I have a large Python code base which we recently started compiling with Cython. Without making any changes to the code, I expected performance to stay about the same, but we planned to optimize heavier computations with Cython specific code after profiling. However, the speed of the compiled application plummeted and it appears to be across the board. Methods are taking anywhere from 10% to 300% longer than before.
I've been playing around with test code to try and find things Cython does poorly and it appears that string manipulation is one of them. My question is, am I doing something wrong or is Cython really just bad at some things? Can you help me understand why this is so bad and what else Cython might do very poorly?
EDIT: Let me try to clarify. I realize that this type of string concatenation is very bad; I just noticed it has a huge speed difference so I posted it (probably a bad idea). The codebase doesn't have this type of terrible code but has still slowed dramatically and I'm hoping for pointers on what type of constructs Cython handles poorly so I can figure out where to look. I've tried profiling but it was not particularly helpful.

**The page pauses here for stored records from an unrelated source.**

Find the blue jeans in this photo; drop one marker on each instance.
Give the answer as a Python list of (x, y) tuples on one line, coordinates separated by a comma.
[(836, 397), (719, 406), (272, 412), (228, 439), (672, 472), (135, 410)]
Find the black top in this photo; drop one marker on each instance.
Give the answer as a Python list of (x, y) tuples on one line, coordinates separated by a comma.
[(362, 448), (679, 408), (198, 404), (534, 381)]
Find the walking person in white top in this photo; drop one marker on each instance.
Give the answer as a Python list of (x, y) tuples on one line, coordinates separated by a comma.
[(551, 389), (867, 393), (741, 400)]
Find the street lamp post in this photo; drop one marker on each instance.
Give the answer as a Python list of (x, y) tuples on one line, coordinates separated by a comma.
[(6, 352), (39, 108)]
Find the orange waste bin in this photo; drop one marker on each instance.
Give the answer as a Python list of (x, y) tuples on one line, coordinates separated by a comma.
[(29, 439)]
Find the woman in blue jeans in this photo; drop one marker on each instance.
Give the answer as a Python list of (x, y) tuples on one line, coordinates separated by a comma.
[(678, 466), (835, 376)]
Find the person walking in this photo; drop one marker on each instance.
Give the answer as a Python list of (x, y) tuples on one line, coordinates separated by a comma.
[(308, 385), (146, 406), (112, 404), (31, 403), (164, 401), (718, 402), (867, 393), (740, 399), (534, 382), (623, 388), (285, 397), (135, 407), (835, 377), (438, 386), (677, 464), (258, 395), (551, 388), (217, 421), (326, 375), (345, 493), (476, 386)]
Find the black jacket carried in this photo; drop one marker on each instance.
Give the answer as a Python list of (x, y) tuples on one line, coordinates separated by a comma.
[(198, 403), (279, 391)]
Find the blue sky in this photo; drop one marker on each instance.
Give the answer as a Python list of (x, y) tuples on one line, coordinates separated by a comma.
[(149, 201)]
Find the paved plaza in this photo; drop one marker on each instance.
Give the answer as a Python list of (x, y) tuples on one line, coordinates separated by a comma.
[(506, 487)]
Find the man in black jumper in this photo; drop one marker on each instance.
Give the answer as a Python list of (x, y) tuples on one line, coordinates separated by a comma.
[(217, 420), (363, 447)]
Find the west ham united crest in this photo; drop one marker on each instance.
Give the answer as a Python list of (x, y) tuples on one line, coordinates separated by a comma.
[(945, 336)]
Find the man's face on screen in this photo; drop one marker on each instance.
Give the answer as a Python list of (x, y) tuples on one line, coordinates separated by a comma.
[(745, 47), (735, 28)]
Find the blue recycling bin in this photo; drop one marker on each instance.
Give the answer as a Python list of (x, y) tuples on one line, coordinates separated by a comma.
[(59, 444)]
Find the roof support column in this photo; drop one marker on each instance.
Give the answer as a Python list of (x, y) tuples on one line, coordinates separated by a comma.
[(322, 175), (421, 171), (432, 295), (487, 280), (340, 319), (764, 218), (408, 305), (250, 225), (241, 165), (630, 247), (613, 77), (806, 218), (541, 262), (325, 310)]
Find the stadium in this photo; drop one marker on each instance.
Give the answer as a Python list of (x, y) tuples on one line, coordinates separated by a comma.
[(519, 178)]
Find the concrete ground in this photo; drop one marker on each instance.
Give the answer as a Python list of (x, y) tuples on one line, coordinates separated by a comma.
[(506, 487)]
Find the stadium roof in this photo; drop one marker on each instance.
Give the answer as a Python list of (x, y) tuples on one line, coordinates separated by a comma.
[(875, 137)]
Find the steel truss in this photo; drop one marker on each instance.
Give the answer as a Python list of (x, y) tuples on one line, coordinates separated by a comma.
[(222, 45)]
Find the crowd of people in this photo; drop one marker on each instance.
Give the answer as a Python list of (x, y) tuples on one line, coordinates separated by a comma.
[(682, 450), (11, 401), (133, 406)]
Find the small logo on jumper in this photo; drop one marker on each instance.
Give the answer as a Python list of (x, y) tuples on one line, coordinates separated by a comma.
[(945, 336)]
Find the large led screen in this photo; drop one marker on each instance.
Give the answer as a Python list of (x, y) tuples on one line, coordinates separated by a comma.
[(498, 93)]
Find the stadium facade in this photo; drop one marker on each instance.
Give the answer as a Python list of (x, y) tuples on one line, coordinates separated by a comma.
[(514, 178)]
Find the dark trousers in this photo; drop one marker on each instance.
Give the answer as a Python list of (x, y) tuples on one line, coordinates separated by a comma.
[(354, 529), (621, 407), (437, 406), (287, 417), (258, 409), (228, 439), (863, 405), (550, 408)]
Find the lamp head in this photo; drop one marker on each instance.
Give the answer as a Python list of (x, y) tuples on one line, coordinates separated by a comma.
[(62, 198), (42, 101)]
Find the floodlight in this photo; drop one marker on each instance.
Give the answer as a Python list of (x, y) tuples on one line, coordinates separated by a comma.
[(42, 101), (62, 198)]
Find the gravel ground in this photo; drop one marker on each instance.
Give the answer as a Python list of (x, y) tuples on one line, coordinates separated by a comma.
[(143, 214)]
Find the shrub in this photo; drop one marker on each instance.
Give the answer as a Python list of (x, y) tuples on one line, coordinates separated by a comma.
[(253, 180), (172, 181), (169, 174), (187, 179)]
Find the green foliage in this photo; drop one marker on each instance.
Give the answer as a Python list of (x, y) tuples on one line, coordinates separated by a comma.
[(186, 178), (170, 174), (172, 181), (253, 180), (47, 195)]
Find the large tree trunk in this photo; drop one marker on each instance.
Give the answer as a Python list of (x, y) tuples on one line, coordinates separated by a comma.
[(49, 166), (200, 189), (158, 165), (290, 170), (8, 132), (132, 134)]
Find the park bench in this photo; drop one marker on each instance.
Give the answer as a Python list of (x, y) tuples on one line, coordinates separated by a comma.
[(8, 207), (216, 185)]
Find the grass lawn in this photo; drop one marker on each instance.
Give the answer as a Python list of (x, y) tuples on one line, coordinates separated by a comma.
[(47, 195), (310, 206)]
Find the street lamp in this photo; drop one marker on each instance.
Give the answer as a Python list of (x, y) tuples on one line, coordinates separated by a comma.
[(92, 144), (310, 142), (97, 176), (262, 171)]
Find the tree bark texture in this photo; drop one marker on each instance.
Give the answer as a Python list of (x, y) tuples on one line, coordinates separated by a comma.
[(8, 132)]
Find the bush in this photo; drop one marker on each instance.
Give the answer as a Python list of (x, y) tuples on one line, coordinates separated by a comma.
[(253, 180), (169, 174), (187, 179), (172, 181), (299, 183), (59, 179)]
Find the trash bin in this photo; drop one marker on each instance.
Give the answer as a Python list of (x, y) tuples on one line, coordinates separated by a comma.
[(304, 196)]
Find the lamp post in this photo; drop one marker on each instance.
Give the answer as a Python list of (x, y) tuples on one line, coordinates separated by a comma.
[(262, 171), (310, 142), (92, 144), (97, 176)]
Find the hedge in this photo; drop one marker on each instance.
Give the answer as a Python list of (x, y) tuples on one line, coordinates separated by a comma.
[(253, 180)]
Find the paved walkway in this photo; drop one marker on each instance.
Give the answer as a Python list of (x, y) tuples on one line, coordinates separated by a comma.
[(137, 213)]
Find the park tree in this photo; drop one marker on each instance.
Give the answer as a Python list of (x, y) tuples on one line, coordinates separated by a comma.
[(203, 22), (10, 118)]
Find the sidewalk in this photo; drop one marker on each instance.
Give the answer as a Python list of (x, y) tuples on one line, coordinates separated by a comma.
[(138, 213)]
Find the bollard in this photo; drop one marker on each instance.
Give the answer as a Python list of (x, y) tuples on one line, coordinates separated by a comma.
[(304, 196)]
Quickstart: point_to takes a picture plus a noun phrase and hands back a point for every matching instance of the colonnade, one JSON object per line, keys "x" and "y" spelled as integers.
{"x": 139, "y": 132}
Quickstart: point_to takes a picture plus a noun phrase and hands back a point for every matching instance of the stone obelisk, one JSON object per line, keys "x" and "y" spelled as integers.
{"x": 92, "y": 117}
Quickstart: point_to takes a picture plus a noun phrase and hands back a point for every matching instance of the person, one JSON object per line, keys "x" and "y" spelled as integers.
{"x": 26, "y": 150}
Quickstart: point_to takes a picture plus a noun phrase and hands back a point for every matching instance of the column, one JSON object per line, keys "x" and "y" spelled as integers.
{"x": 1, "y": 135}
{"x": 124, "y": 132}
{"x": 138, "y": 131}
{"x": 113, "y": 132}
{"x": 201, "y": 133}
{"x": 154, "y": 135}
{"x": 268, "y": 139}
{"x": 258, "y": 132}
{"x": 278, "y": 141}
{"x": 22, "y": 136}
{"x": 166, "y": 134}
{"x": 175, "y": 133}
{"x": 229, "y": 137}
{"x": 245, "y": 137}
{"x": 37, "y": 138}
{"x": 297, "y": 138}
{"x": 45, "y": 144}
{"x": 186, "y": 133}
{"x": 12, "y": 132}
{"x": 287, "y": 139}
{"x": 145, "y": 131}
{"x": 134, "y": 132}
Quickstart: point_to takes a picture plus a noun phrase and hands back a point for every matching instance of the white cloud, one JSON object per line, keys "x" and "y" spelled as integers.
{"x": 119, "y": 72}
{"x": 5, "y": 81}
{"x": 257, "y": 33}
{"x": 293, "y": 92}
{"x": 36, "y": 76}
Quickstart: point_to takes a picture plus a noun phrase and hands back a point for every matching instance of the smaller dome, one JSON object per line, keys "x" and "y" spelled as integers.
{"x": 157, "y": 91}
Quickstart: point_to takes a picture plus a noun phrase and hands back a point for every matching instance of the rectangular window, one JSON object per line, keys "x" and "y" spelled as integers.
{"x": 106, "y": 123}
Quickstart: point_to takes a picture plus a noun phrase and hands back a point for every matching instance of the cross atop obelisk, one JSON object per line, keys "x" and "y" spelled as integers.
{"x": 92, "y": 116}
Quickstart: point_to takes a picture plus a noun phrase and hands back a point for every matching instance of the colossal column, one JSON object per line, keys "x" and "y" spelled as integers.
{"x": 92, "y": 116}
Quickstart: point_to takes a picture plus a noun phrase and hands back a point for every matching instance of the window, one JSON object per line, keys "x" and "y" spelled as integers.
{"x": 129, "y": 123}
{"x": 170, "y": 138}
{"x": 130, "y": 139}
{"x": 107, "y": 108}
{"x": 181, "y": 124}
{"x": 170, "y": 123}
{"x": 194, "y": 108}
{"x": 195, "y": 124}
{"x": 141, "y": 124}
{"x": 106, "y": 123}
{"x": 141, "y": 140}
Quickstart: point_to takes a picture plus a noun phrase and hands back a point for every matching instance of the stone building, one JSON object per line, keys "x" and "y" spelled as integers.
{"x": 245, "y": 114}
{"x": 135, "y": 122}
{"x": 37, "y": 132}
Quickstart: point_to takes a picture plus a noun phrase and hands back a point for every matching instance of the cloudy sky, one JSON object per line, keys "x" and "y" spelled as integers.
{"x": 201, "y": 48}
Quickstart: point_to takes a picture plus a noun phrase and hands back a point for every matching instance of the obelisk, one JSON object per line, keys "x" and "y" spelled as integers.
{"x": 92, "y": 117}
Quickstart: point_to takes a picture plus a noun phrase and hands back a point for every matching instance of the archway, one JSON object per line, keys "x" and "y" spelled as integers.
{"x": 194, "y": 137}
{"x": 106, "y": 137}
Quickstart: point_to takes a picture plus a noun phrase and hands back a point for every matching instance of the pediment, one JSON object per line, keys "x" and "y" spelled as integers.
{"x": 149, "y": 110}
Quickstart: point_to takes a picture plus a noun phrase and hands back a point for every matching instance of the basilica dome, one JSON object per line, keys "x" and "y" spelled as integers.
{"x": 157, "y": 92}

For reference, here is my string manipulation test code. I realize the code below is terrible and useless, but I'm still shocked by the speed difference.
# pyCode.py
def str1():
val = ""
for i in xrange(100000):
val = str(i)
def str2():
val = ""
for i in xrange(100000):
val += 'a'
def str3():
val = ""
for i in xrange(100000):
val += str(i)
Timing code
# compare.py
import timeit
pyTimes = {}
cyTimes = {}
# STR1
number=10
setup = "import pyCode"
stmt = "pyCode.str1()"
pyTimes['str1'] = timeit.timeit(stmt=stmt, setup=setup, number=number)
setup = "import cyCode"
stmt = "cyCode.str1()"
cyTimes['str1'] = timeit.timeit(stmt=stmt, setup=setup, number=number)
# STR2
setup = "import pyCode"
stmt = "pyCode.str2()"
pyTimes['str2'] = timeit.timeit(stmt=stmt, setup=setup, number=number)
setup = "import cyCode"
stmt = "cyCode.str2()"
cyTimes['str2'] = timeit.timeit(stmt=stmt, setup=setup, number=number)
# STR3
setup = "import pyCode"
stmt = "pyCode.str3()"
pyTimes['str3'] = timeit.timeit(stmt=stmt, setup=setup, number=number)
setup = "import cyCode"
stmt = "cyCode.str3()"
cyTimes['str3'] = timeit.timeit(stmt=stmt, setup=setup, number=number)
for funcName in sorted(pyTimes.viewkeys()):
print "PY {} took {}s".format(funcName, pyTimes[funcName])
print "CY {} took {}s".format(funcName, cyTimes[funcName])
Compiling a Cython module with
cp pyCode.py cyCode.py
cython cyCode.py
gcc -O2 -fPIC -shared -I$PYTHONHOME/include/python2.7
-fno-strict-aliasing -fno-strict-overflow -o cyCode.so cyCode.c
Resulting timings
> python compare.py
PY str1 took 0.1610019207s
CY str1 took 0.104282140732s
PY str2 took 0.0739600658417s
CY str2 took 2.34380102158s
PY str3 took 0.224936962128s
CY str3 took 21.6859738827s
For reference, I've tried this with Cython 0.19.1 and 0.23.4. I've compiled the C code with gcc 4.8.2 and icc 14.0.2, trying various flags with both.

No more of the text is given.